Choosing the Right Helmet

When choosing a helmet, it's important to find one that fits properly and meets safety standards. Look for helmets that are Department of Transportation (DOT) certified or Snell Memorial Foundation certified. Consider the type of riding you'll be doing and the weather conditions you'll be facing. It's also important to replace your helmet after any impact or after five years of use.

Pros and Cons of Helmet Laws


  • Increased safety for motorcyclists and passengers.
  • Reduced medical costs associated with head injuries.
  • Lower insurance costs for riders.


  • Limitation of personal freedom and individual choice.
  • Increased costs for riders who choose to wear helmets.
  • Potential for decreased tourism in states with helmet laws.

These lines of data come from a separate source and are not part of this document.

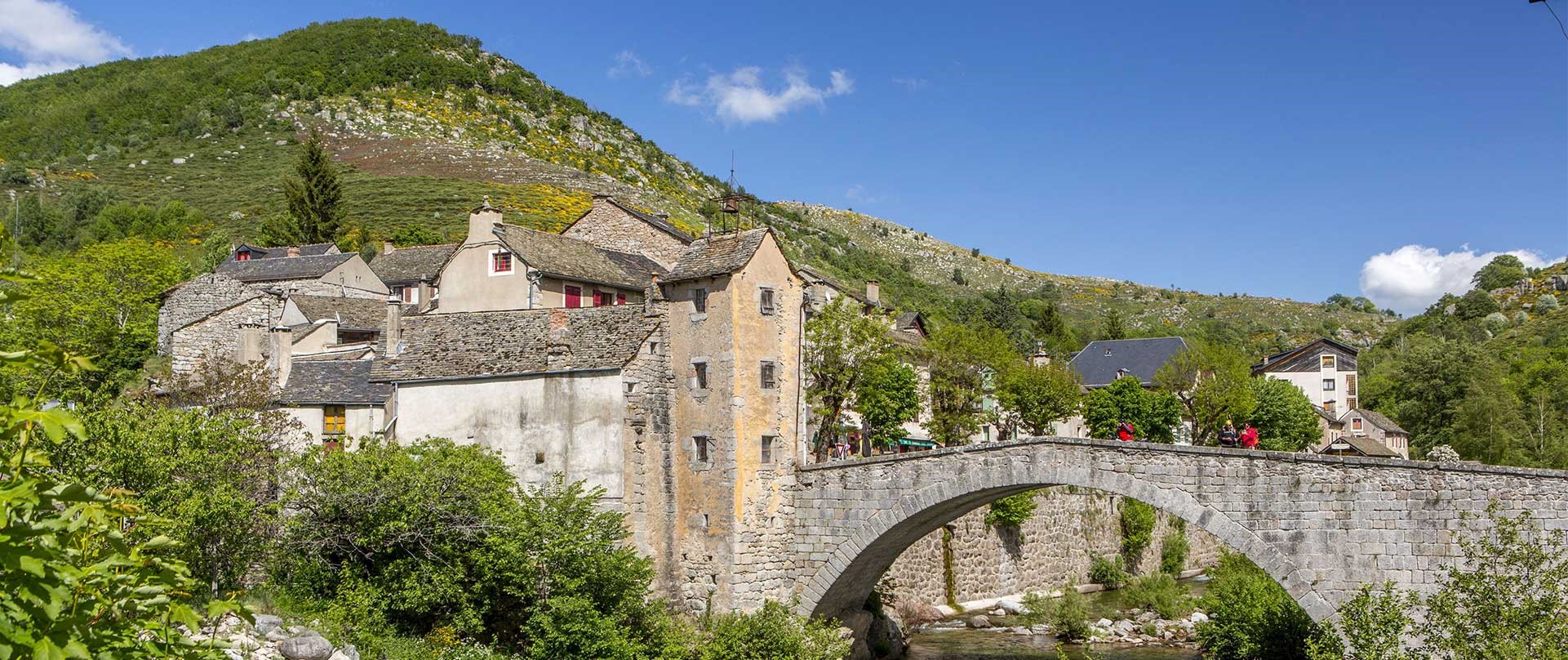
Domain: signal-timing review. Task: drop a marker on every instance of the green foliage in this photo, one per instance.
(1283, 414)
(1212, 383)
(1108, 571)
(73, 582)
(1137, 527)
(1173, 552)
(886, 399)
(1504, 270)
(1153, 412)
(960, 361)
(1012, 510)
(316, 199)
(1032, 397)
(1251, 615)
(841, 346)
(102, 301)
(769, 634)
(1161, 593)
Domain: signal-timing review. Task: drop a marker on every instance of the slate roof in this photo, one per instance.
(659, 223)
(516, 342)
(577, 259)
(350, 312)
(1139, 356)
(265, 270)
(411, 264)
(333, 381)
(717, 254)
(1363, 446)
(1377, 419)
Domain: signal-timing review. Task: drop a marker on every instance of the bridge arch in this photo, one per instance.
(842, 582)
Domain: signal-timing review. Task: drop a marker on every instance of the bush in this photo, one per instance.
(1173, 552)
(1137, 527)
(1108, 571)
(1161, 593)
(1251, 615)
(1012, 511)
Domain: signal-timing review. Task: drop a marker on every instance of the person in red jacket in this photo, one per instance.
(1125, 431)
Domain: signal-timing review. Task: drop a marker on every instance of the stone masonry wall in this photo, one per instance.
(195, 300)
(1055, 546)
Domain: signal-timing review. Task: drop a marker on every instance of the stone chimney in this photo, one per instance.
(480, 223)
(282, 353)
(251, 341)
(394, 331)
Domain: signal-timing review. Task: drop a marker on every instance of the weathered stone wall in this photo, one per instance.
(1321, 525)
(612, 228)
(1054, 547)
(195, 300)
(218, 336)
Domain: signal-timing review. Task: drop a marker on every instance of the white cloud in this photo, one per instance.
(628, 63)
(740, 96)
(51, 38)
(1411, 278)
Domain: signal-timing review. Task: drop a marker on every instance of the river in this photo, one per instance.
(957, 643)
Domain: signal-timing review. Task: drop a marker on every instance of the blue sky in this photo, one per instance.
(1294, 149)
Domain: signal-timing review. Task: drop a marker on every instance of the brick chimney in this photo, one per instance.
(394, 331)
(282, 353)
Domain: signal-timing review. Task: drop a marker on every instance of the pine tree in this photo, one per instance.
(316, 196)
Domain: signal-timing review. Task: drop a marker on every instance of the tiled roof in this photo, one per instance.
(577, 259)
(516, 342)
(262, 270)
(659, 223)
(1377, 419)
(717, 254)
(350, 312)
(333, 381)
(411, 264)
(1137, 356)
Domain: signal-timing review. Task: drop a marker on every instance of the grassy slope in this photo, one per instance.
(424, 154)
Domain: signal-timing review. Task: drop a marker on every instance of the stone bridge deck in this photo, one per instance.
(1321, 525)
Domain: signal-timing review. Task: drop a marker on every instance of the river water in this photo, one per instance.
(957, 643)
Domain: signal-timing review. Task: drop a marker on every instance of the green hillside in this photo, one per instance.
(425, 124)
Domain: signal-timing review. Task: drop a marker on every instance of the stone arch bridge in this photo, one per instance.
(1321, 525)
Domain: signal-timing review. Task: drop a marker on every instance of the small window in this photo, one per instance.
(767, 375)
(766, 300)
(335, 421)
(500, 262)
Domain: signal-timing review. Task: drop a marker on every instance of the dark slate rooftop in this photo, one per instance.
(717, 254)
(331, 383)
(659, 223)
(264, 270)
(1380, 421)
(516, 342)
(413, 264)
(1137, 356)
(577, 259)
(350, 312)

1. What is the penalty for not wearing a helmet while riding a motorcycle?

The penalty for not wearing a helmet while riding a motorcycle varies by state. In some states, riders can be fined or have their license suspended. In other states, riders may face no penalty at all.

2. Do helmet laws reduce motorcycle fatalities?

Studies have shown that universal helmet laws are effective in reducing motorcycle fatalities. However, partial helmet laws have been shown to be less effective.

3. Can I wear a bicycle helmet while riding a motorcycle?

While a bicycle helmet may provide some protection, it is not recommended for use while riding a motorcycle. Motorcycle helmets are designed to provide greater protection from impacts at higher speeds.

4. Can I wear a novelty helmet instead of a DOT certified helmet?

Novelty helmets are not DOT certified and do not provide adequate protection in the event of an accident. It is recommended to wear a DOT certified helmet for maximum protection.